My results using the same methods as you years ago from a rescue attempt of an old early 70`s Aria Tele.

From this:


To this:


I decided to go black after the fact but lacked the courage to complete my idea due to the difficulty I had the first time around...  A reg Tele pickguard does not fit on the Aria.

Looking for tricks or advice to learn...


----------



## Hamstrung (Sep 21, 2007)

Good work! I did one a while back and found the beveling to be the trickiest part too.


----------



## Budda (May 29, 2007)

Looks good Dave!


----------



## greco (Jul 15, 2007)

Hamstrung said:


> Good work! I did one a while back and found the bevelling to be the trickiest part too.

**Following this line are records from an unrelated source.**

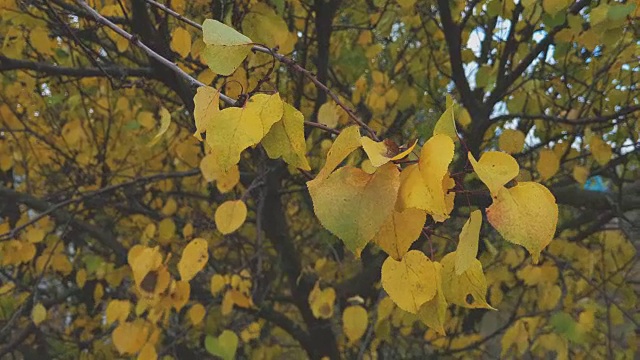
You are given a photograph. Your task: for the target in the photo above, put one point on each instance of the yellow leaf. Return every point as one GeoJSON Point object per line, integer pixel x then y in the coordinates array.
{"type": "Point", "coordinates": [446, 124]}
{"type": "Point", "coordinates": [345, 144]}
{"type": "Point", "coordinates": [365, 201]}
{"type": "Point", "coordinates": [194, 257]}
{"type": "Point", "coordinates": [225, 48]}
{"type": "Point", "coordinates": [181, 41]}
{"type": "Point", "coordinates": [600, 150]}
{"type": "Point", "coordinates": [467, 249]}
{"type": "Point", "coordinates": [196, 313]}
{"type": "Point", "coordinates": [548, 164]}
{"type": "Point", "coordinates": [35, 235]}
{"type": "Point", "coordinates": [328, 114]}
{"type": "Point", "coordinates": [400, 230]}
{"type": "Point", "coordinates": [433, 313]}
{"type": "Point", "coordinates": [234, 129]}
{"type": "Point", "coordinates": [165, 122]}
{"type": "Point", "coordinates": [286, 139]}
{"type": "Point", "coordinates": [148, 352]}
{"type": "Point", "coordinates": [227, 180]}
{"type": "Point", "coordinates": [354, 322]}
{"type": "Point", "coordinates": [511, 141]}
{"type": "Point", "coordinates": [321, 302]}
{"type": "Point", "coordinates": [525, 214]}
{"type": "Point", "coordinates": [118, 310]}
{"type": "Point", "coordinates": [206, 107]}
{"type": "Point", "coordinates": [217, 284]}
{"type": "Point", "coordinates": [580, 174]}
{"type": "Point", "coordinates": [380, 153]}
{"type": "Point", "coordinates": [409, 282]}
{"type": "Point", "coordinates": [129, 337]}
{"type": "Point", "coordinates": [495, 169]}
{"type": "Point", "coordinates": [230, 216]}
{"type": "Point", "coordinates": [468, 289]}
{"type": "Point", "coordinates": [422, 185]}
{"type": "Point", "coordinates": [38, 313]}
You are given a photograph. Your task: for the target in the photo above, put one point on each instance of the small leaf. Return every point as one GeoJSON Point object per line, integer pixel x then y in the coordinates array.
{"type": "Point", "coordinates": [230, 216]}
{"type": "Point", "coordinates": [548, 164]}
{"type": "Point", "coordinates": [194, 257]}
{"type": "Point", "coordinates": [321, 302]}
{"type": "Point", "coordinates": [286, 139]}
{"type": "Point", "coordinates": [467, 249]}
{"type": "Point", "coordinates": [206, 107]}
{"type": "Point", "coordinates": [525, 214]}
{"type": "Point", "coordinates": [409, 282]}
{"type": "Point", "coordinates": [433, 313]}
{"type": "Point", "coordinates": [181, 41]}
{"type": "Point", "coordinates": [224, 346]}
{"type": "Point", "coordinates": [495, 169]}
{"type": "Point", "coordinates": [38, 313]}
{"type": "Point", "coordinates": [400, 230]}
{"type": "Point", "coordinates": [468, 289]}
{"type": "Point", "coordinates": [225, 48]}
{"type": "Point", "coordinates": [354, 322]}
{"type": "Point", "coordinates": [511, 141]}
{"type": "Point", "coordinates": [165, 122]}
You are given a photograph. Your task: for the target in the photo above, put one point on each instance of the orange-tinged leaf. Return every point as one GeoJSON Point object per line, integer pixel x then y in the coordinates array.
{"type": "Point", "coordinates": [525, 214]}
{"type": "Point", "coordinates": [194, 257]}
{"type": "Point", "coordinates": [230, 215]}
{"type": "Point", "coordinates": [206, 107]}
{"type": "Point", "coordinates": [495, 169]}
{"type": "Point", "coordinates": [468, 289]}
{"type": "Point", "coordinates": [400, 230]}
{"type": "Point", "coordinates": [511, 141]}
{"type": "Point", "coordinates": [353, 205]}
{"type": "Point", "coordinates": [354, 322]}
{"type": "Point", "coordinates": [409, 282]}
{"type": "Point", "coordinates": [433, 313]}
{"type": "Point", "coordinates": [286, 139]}
{"type": "Point", "coordinates": [467, 249]}
{"type": "Point", "coordinates": [321, 302]}
{"type": "Point", "coordinates": [548, 164]}
{"type": "Point", "coordinates": [117, 310]}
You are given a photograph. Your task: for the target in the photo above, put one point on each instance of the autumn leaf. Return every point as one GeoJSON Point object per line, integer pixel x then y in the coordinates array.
{"type": "Point", "coordinates": [525, 214]}
{"type": "Point", "coordinates": [411, 281]}
{"type": "Point", "coordinates": [194, 257]}
{"type": "Point", "coordinates": [286, 139]}
{"type": "Point", "coordinates": [468, 289]}
{"type": "Point", "coordinates": [354, 322]}
{"type": "Point", "coordinates": [206, 108]}
{"type": "Point", "coordinates": [365, 201]}
{"type": "Point", "coordinates": [467, 249]}
{"type": "Point", "coordinates": [433, 313]}
{"type": "Point", "coordinates": [400, 230]}
{"type": "Point", "coordinates": [230, 215]}
{"type": "Point", "coordinates": [225, 47]}
{"type": "Point", "coordinates": [495, 169]}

Any suggestions regarding doing the bevelling by hand?


----------



## davetcan (Feb 27, 2006)

You realize it looks better without the guard?


----------



## greco (Jul 15, 2007)

davetcan said:


> You realize it looks better without the guard?


Now you tell me!


----------



## davetcan (Feb 27, 2006)

greco said:


> Now you tell me!


Someone had to 

Well done on the PG though, I know plastic can be a real bitch.


----------



## mhammer (Nov 30, 2007)

Bevelling seems to me best done with a scraper. Certainly some preliminary degree of filing or other rounding of corners or turns needs to be done to permit continuous scraping movements over a long stretch. Butscrapers can be arranged, and occasionally "masked" to provide a consistent angle of bevel.


----------



## knight_yyz (Mar 14, 2015)

Scraper or router table with the right bit. Whith the proper setup, you could use the French Curve style to get a good angle or just eyeball it with a straight style. I wouldn't use files or anything before the scraper as it will follow all the hills and valleys. A scraper at the right angle should go through it like butter.


----------



## greco (Jul 15, 2007)

knight_yyz said:


> *I wouldn't use files *or anything before the scraper as it will follow all the hills and valleys.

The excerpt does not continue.